MLB

Michael Kay: It’s fair to raise the bar on the Yankees

This was not supposed to be the Yankees’ year, until it was right in front of them.

And when general manager Brian Cashman recognized that — making three trades before the deadline — the Yankees were suddenly all in. Now there are World Series dreams coupled with the possibility of frustration.

“Everybody has to recalibrate and reset what they thought,” YES Network play-by-play man Michael Kay said. “Coming into the season it was, ‘Just be competitive, just be in the wild-card hunt in September.’ Now, it would be a disappointment if they don’t win the American League East. If they get to a wild card and they don’t win that game, I think it would be a disappointment. And if they don’t make the wild card I think it’d be a colossal disappointment.

“You can’t all of a sudden go back to what you thought in spring training because this team proved they were better than that. And the deals the Yankees made will obviously help in the future, but were made to help them right now. I think they have to get into at least a round to be somewhat satisfactory, and I think they should even win more than a round.”

The Yankees’ best chance of winning the American League East, or at least staying in the race, comes this weekend at Fenway Park with a three-game series that begins Friday night.

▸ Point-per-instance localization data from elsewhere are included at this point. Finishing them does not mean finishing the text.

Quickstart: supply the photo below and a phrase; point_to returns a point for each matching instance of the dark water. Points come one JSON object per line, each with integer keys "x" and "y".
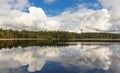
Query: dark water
{"x": 72, "y": 57}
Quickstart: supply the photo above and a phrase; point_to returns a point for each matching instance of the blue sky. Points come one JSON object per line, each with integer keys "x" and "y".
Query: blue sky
{"x": 58, "y": 6}
{"x": 66, "y": 15}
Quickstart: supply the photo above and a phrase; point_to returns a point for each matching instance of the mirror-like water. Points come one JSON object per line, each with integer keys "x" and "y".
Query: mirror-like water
{"x": 77, "y": 58}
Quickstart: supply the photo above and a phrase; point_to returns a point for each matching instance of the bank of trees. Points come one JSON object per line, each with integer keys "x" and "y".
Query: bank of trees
{"x": 56, "y": 35}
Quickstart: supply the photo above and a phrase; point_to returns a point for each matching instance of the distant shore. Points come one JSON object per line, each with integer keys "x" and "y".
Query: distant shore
{"x": 10, "y": 39}
{"x": 80, "y": 40}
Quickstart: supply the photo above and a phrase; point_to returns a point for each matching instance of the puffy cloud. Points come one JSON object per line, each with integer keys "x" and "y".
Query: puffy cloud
{"x": 49, "y": 1}
{"x": 84, "y": 19}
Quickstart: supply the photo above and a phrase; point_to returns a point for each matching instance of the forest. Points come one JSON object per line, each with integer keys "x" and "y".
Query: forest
{"x": 56, "y": 35}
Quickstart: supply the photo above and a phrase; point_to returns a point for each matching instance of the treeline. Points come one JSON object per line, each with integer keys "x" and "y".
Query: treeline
{"x": 56, "y": 35}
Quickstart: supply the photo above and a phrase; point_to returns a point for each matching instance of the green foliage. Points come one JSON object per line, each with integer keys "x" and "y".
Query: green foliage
{"x": 56, "y": 35}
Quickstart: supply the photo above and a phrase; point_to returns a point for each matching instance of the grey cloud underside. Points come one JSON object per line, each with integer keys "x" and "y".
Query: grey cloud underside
{"x": 104, "y": 20}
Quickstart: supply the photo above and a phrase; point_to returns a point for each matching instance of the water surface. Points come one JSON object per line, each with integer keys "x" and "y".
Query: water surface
{"x": 79, "y": 57}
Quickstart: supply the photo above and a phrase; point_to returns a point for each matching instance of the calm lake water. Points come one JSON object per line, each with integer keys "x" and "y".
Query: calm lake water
{"x": 79, "y": 57}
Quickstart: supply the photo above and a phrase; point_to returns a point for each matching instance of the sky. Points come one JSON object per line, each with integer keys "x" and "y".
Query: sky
{"x": 60, "y": 15}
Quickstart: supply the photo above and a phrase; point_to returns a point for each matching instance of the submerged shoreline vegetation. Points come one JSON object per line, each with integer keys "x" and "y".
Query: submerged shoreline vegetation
{"x": 57, "y": 35}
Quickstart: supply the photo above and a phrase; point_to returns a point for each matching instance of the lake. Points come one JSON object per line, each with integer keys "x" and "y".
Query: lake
{"x": 71, "y": 57}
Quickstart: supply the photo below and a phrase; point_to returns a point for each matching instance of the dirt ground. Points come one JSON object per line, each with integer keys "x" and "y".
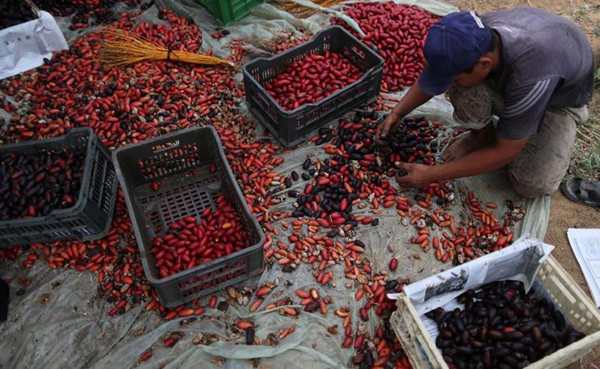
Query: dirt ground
{"x": 564, "y": 214}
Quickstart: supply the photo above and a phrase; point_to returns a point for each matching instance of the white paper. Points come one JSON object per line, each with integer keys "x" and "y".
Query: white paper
{"x": 586, "y": 246}
{"x": 24, "y": 46}
{"x": 520, "y": 261}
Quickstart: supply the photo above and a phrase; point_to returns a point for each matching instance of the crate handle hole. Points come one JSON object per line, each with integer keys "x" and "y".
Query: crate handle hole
{"x": 165, "y": 147}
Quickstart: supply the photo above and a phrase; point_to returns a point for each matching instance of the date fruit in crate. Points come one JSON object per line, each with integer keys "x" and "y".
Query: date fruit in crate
{"x": 189, "y": 243}
{"x": 34, "y": 184}
{"x": 312, "y": 79}
{"x": 501, "y": 327}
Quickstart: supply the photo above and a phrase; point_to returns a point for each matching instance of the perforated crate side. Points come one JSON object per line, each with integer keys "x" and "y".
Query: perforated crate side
{"x": 292, "y": 127}
{"x": 86, "y": 219}
{"x": 180, "y": 195}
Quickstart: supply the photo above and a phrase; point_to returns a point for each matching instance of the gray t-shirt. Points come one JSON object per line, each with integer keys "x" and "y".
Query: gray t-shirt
{"x": 547, "y": 62}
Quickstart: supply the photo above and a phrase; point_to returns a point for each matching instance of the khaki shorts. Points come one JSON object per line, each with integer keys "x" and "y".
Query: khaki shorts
{"x": 540, "y": 167}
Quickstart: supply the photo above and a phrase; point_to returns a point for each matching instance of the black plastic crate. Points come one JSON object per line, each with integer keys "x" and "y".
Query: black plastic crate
{"x": 180, "y": 162}
{"x": 90, "y": 217}
{"x": 292, "y": 127}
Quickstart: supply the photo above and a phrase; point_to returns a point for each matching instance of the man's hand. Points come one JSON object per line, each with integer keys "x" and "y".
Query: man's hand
{"x": 388, "y": 126}
{"x": 417, "y": 175}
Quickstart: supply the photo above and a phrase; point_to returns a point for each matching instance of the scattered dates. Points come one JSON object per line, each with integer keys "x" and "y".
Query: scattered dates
{"x": 188, "y": 243}
{"x": 312, "y": 79}
{"x": 355, "y": 170}
{"x": 14, "y": 12}
{"x": 398, "y": 34}
{"x": 501, "y": 327}
{"x": 34, "y": 184}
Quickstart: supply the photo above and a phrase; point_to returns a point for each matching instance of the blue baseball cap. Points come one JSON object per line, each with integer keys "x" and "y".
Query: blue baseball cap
{"x": 453, "y": 45}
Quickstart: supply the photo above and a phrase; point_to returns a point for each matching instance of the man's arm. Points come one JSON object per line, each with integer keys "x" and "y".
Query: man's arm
{"x": 414, "y": 98}
{"x": 484, "y": 160}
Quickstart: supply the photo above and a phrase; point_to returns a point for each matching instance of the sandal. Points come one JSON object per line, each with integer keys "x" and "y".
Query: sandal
{"x": 577, "y": 190}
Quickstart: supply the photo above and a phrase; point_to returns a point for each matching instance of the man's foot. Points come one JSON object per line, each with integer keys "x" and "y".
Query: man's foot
{"x": 459, "y": 148}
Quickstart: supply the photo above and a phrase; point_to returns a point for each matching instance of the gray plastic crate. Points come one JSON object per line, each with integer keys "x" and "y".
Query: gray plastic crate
{"x": 292, "y": 127}
{"x": 180, "y": 162}
{"x": 90, "y": 217}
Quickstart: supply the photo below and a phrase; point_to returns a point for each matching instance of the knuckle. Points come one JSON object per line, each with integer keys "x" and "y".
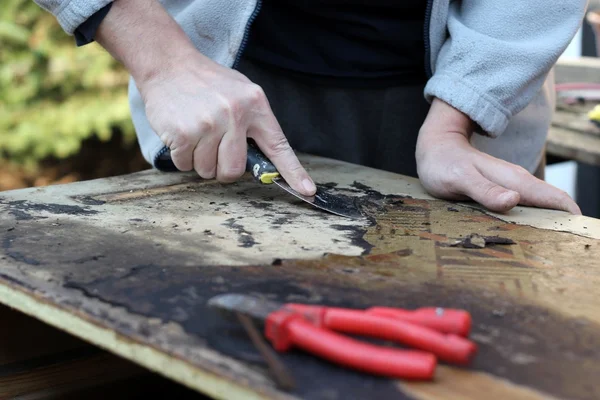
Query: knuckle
{"x": 207, "y": 124}
{"x": 454, "y": 174}
{"x": 522, "y": 172}
{"x": 231, "y": 173}
{"x": 256, "y": 94}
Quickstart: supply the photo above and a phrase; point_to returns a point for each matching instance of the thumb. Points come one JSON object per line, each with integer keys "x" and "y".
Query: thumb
{"x": 489, "y": 194}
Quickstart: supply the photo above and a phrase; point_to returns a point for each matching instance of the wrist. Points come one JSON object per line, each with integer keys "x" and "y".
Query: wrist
{"x": 442, "y": 118}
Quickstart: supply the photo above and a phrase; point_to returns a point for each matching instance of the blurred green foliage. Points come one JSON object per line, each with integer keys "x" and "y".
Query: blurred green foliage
{"x": 53, "y": 94}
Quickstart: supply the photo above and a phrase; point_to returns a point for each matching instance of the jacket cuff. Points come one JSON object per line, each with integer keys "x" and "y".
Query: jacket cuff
{"x": 77, "y": 12}
{"x": 487, "y": 113}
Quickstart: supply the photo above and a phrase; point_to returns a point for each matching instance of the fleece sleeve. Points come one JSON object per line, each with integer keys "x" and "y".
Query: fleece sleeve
{"x": 497, "y": 55}
{"x": 70, "y": 14}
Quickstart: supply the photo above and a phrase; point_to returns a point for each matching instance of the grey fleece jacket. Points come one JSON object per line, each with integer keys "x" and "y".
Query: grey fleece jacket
{"x": 491, "y": 59}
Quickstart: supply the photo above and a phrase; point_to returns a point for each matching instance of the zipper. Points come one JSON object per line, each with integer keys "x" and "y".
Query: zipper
{"x": 427, "y": 24}
{"x": 169, "y": 163}
{"x": 247, "y": 33}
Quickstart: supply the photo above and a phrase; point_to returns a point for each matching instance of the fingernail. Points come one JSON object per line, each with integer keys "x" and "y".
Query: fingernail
{"x": 508, "y": 197}
{"x": 309, "y": 186}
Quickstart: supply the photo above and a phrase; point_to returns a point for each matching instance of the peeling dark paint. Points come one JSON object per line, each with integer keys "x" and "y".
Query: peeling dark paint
{"x": 244, "y": 237}
{"x": 20, "y": 209}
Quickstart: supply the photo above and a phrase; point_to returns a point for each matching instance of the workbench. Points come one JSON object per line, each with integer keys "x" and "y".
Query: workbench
{"x": 128, "y": 263}
{"x": 572, "y": 136}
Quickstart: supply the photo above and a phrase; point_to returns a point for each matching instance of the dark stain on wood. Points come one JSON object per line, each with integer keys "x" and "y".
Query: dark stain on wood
{"x": 244, "y": 237}
{"x": 21, "y": 209}
{"x": 529, "y": 345}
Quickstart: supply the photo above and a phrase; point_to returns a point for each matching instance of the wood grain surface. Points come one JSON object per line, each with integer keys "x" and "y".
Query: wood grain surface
{"x": 128, "y": 264}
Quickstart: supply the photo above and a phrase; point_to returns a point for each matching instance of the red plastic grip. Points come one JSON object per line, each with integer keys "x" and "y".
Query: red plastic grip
{"x": 286, "y": 330}
{"x": 445, "y": 320}
{"x": 450, "y": 348}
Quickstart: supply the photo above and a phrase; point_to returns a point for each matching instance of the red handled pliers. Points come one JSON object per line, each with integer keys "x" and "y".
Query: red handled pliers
{"x": 435, "y": 333}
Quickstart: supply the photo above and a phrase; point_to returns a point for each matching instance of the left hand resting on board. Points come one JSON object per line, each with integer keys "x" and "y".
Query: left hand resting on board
{"x": 449, "y": 167}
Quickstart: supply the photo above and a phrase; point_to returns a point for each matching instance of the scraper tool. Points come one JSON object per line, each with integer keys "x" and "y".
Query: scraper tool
{"x": 264, "y": 171}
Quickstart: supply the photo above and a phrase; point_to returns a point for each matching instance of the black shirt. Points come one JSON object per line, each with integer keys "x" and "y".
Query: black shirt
{"x": 347, "y": 42}
{"x": 350, "y": 42}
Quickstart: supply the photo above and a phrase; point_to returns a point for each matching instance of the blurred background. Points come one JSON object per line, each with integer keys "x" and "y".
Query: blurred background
{"x": 64, "y": 114}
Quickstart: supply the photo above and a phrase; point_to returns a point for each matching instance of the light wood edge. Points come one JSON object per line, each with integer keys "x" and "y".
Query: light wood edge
{"x": 143, "y": 355}
{"x": 462, "y": 384}
{"x": 579, "y": 69}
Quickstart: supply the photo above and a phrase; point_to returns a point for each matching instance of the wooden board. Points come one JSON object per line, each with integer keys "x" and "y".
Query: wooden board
{"x": 574, "y": 137}
{"x": 40, "y": 362}
{"x": 128, "y": 263}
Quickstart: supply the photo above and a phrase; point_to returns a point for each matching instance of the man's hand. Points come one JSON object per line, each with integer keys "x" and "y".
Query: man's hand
{"x": 450, "y": 168}
{"x": 202, "y": 111}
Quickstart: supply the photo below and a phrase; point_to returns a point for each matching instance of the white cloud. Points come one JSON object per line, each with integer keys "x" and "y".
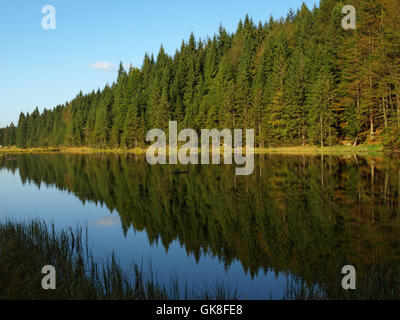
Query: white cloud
{"x": 103, "y": 66}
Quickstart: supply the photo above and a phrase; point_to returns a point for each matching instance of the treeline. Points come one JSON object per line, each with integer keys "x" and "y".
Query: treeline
{"x": 302, "y": 79}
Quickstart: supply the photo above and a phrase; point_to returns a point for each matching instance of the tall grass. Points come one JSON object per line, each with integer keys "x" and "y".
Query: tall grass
{"x": 25, "y": 247}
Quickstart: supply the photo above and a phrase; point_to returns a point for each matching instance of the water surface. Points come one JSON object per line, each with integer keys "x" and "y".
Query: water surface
{"x": 295, "y": 217}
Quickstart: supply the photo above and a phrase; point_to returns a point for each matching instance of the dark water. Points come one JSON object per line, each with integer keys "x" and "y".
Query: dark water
{"x": 294, "y": 217}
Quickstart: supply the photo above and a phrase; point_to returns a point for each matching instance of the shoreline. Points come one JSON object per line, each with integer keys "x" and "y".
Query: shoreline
{"x": 337, "y": 150}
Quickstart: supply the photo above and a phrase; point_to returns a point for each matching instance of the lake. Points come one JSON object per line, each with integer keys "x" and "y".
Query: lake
{"x": 296, "y": 219}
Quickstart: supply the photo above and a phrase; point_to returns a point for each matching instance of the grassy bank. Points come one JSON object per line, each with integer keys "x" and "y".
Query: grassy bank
{"x": 338, "y": 150}
{"x": 25, "y": 247}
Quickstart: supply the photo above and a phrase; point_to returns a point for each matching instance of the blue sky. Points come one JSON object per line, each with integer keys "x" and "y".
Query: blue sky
{"x": 48, "y": 67}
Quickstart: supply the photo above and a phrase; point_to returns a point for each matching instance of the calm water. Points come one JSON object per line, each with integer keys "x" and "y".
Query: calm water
{"x": 294, "y": 217}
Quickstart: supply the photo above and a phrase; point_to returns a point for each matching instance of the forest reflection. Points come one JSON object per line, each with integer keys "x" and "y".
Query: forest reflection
{"x": 303, "y": 215}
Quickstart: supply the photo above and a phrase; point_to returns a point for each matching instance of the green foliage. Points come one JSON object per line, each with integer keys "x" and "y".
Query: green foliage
{"x": 299, "y": 80}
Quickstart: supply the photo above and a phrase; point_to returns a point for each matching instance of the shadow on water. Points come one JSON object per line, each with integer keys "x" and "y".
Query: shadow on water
{"x": 300, "y": 215}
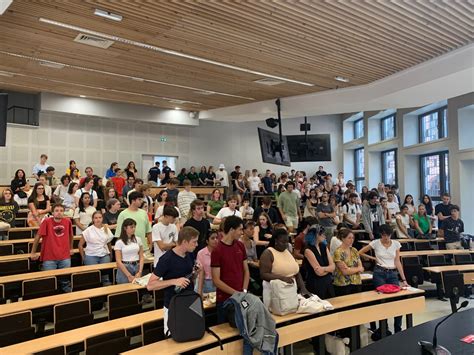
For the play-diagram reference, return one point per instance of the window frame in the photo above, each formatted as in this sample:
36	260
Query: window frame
382	132
444	176
384	173
357	177
355	130
442	124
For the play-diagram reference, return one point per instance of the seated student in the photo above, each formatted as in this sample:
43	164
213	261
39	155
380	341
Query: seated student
62	189
119	181
164	233
245	210
277	263
83	213
112	213
56	243
48	191
387	259
301	232
262	232
403	224
268	209
171	189
97	238
422	223
128	253
230	210
87	187
185	197
176	270
198	221
348	265
204	283
8	210
453	227
318	263
39	206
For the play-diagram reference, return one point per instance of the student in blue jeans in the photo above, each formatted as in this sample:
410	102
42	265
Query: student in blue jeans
388	266
56	245
97	238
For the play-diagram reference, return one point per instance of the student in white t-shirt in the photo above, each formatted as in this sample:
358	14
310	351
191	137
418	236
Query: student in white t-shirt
388	265
165	233
128	253
230	210
97	238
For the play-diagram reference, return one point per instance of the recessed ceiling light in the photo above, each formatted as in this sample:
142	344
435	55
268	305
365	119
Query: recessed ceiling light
7	74
169	51
341	78
16	55
4	4
51	64
108	15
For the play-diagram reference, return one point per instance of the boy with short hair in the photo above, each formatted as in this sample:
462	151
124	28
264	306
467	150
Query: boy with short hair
165	233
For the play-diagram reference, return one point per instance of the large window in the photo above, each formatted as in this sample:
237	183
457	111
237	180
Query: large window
359	168
359	128
388	127
435	174
389	167
433	125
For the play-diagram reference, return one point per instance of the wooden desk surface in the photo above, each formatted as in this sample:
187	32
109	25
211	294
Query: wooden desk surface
410	240
24	256
27	240
433	252
78	335
65	297
460	268
224	331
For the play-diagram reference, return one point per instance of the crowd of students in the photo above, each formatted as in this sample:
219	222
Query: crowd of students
253	244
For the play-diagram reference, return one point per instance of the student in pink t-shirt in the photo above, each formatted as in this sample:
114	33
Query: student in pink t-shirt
56	243
204	283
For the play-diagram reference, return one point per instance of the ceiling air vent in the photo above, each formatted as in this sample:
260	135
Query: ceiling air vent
269	82
93	41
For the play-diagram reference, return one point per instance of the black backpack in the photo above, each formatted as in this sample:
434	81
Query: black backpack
186	317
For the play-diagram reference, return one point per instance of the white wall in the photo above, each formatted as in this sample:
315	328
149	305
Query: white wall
237	143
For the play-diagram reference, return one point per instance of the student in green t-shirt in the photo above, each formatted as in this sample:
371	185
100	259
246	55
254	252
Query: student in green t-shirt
143	227
422	222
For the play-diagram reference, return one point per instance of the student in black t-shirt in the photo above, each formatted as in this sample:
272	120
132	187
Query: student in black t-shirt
199	222
154	173
453	227
443	211
176	270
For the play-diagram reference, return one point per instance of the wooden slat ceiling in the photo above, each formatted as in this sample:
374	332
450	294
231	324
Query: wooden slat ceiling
308	41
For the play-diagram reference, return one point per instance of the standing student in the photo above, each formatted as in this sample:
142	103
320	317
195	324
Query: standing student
56	243
39	205
165	233
128	253
388	265
143	225
83	214
176	268
197	221
185	197
204	283
289	206
230	271
97	238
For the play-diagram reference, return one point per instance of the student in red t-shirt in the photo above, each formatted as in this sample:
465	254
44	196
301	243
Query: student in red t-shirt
56	245
230	272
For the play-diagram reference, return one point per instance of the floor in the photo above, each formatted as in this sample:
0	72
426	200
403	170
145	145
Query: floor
434	309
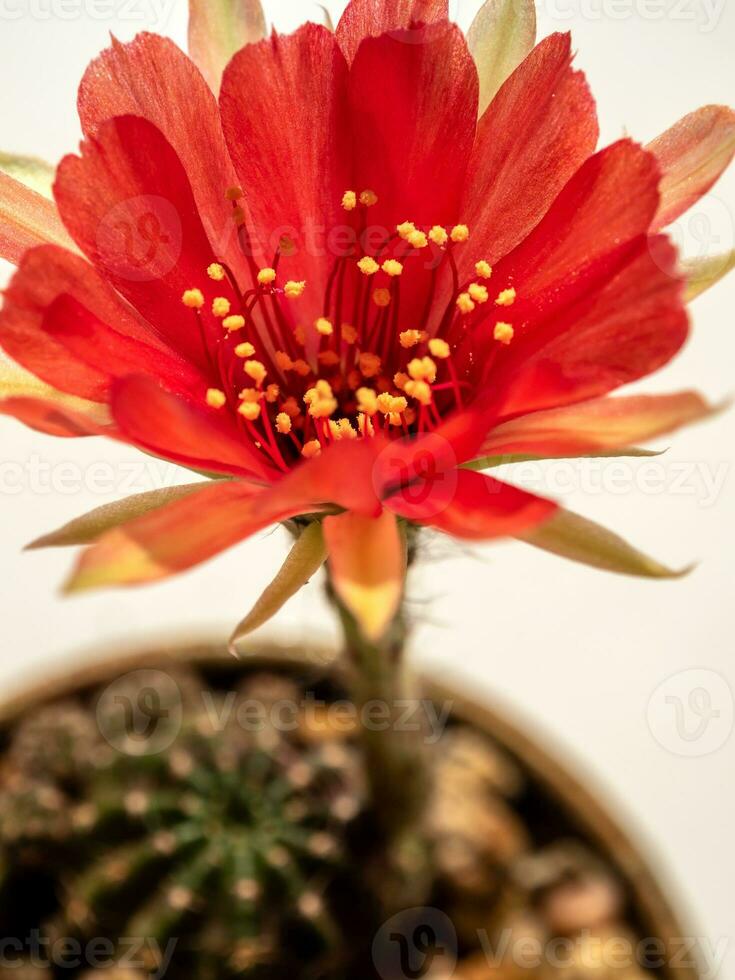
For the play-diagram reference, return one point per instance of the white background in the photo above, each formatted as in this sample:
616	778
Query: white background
575	652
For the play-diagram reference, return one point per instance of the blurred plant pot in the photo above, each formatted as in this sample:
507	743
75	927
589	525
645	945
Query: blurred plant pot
556	802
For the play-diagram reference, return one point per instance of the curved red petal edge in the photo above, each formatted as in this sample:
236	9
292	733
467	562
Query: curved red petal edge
413	107
369	18
471	505
151	77
185	432
286	119
535	134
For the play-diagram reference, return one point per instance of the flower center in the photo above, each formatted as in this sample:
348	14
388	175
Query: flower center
357	369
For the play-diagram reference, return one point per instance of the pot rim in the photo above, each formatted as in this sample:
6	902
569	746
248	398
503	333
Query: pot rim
578	798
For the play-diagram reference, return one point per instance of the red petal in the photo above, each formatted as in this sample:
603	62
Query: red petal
164	424
367	561
114	354
178	536
286	121
413	98
193	529
471	505
538	130
27	219
54	418
692	156
605	423
609	202
403	462
151	77
368	18
629	328
46	273
129	206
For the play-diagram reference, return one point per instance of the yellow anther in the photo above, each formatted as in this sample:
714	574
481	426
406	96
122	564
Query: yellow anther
283	361
367	265
438	235
320	400
422	369
367	401
392	267
464	303
419	390
235	322
250	395
311	449
439	348
391	404
328	358
506	297
283	423
220	306
291	407
418	239
193	298
293	288
342	429
216	398
256	371
369	364
266	276
503	332
409	338
250	410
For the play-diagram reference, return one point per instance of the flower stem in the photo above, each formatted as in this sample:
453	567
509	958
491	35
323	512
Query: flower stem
397	766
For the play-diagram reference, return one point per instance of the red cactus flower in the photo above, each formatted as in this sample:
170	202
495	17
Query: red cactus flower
342	290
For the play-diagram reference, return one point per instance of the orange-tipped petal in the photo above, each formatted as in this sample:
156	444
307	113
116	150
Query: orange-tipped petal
367	561
27	219
701	274
604	423
304	559
692	155
501	35
219	28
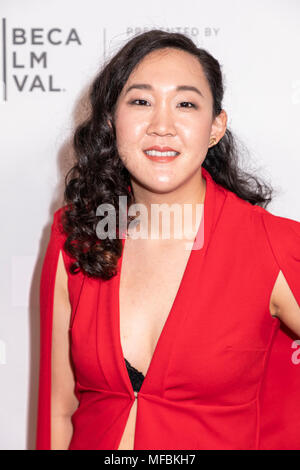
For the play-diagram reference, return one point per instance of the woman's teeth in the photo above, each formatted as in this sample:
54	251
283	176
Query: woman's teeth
156	153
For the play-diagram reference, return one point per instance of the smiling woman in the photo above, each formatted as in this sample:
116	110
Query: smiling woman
145	344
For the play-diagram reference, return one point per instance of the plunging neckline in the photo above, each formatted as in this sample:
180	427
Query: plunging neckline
166	332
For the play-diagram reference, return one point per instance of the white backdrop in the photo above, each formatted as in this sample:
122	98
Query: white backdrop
257	44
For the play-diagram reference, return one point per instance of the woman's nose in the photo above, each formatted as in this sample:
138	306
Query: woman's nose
162	122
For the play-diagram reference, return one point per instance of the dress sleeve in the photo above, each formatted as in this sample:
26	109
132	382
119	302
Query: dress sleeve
280	405
47	282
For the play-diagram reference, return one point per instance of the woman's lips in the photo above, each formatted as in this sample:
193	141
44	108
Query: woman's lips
161	159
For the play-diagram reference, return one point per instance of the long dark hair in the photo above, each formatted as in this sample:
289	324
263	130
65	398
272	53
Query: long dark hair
99	175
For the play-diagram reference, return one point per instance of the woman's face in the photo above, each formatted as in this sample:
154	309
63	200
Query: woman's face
157	114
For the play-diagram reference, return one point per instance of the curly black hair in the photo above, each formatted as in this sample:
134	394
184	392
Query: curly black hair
100	177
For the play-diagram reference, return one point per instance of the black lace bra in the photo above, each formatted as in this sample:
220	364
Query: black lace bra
136	377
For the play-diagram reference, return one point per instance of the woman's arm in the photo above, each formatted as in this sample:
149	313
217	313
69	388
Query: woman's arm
63	399
284	305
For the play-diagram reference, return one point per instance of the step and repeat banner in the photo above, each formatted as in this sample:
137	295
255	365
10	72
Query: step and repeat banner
50	53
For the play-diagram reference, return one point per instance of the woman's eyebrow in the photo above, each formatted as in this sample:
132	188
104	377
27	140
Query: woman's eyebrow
146	86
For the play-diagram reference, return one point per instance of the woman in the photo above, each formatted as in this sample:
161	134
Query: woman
181	348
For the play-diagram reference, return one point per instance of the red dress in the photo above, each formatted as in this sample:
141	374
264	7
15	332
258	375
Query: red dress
224	374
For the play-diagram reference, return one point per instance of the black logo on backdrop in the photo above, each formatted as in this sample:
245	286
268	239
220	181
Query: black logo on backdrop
23	75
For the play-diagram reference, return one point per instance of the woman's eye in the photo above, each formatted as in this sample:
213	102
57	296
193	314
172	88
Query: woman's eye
134	101
192	105
188	102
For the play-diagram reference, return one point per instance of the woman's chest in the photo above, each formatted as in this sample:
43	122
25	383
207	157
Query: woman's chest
149	283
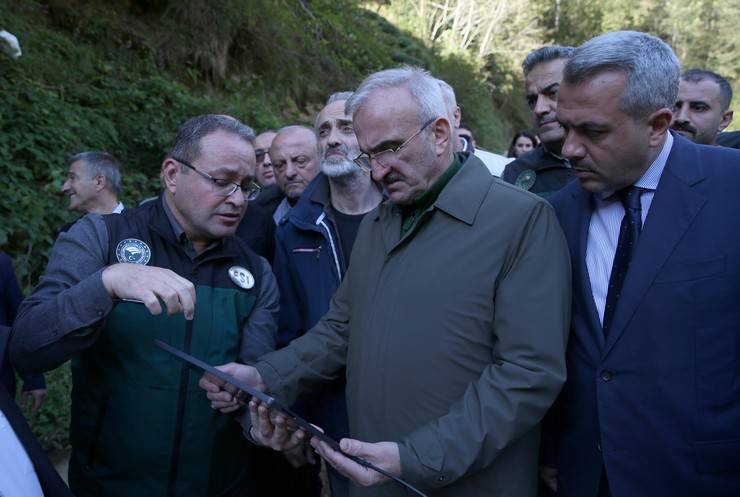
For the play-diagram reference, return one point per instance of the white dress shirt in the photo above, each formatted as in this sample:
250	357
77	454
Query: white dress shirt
603	229
17	474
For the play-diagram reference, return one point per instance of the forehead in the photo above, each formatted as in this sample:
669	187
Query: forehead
223	149
597	99
332	112
264	140
705	90
292	142
544	74
388	113
78	167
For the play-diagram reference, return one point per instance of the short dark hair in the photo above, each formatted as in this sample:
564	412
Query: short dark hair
187	141
546	54
725	90
100	164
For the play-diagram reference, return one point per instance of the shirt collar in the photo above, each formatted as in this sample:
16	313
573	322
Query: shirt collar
650	178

The Yankees trail Boston by four games with Thursday’s 7-5 win over the Mets, with a four-game set in The Bronx in two weeks still left on the schedule.

The Yankees had pulled ahead of Boston during a 12-day stretch in which they acquired Tommy Kahnle, David Robertson, Todd Frazier (White Sox), Jaime Garcia (Twins) and Sonny Gray (A’s), but have only gone 7-8 (entering Thursday’s game) since all those trades were completed.

The Yankees have dealt with a battered rotation and a beleaguered closer (Aroldis Chapman) in that time, but Kay said he believes the lineup is the biggest issue.

“It comes down to their hitting. It has disappeared,” Kay said. “They have got to get [Aaron] Judge back to a semblance of what [he was] in the first half. If they don’t do that then somebody else has to step up and do more: [Matt] Holliday and [Starlin] Castro when they come off the DL, and the wild card in all of this is [Greg] Bird. If Bird can come back and approximate 70 percent of what he did in spring training, that would be like making a really good trade for a left-handed bat and would give the lineup more balance.

“You see [Masahiro] Tanaka and [CC] Sabathia out, and you think the starting pitching isn’t good enough, and it may not be good enough to win a World Series, but it’s good enough to win the East. The hitting has been the letdown and the reason they’ve been under a .500 team for the past 80 games.”

Judge has taken the most precipitous fall, given the massive heights he started from. But fans have remained loyal to him even as the strikeouts pile up at a record rate.

“I think they fell in love with him. If you fall in love with a girl and she gets a pimple, you still love her,” Kay said. “I just think that Judge is everything that a Yankees fan would want: He’s got power, he’s a sweet kid, he plays hard. Yankees fans haven’t forgotten that he gave them a first half that no fan base had seen in the history of baseball. Just cause it’s a long downturn doesn’t mean they fell out of love and I don’t blame them.”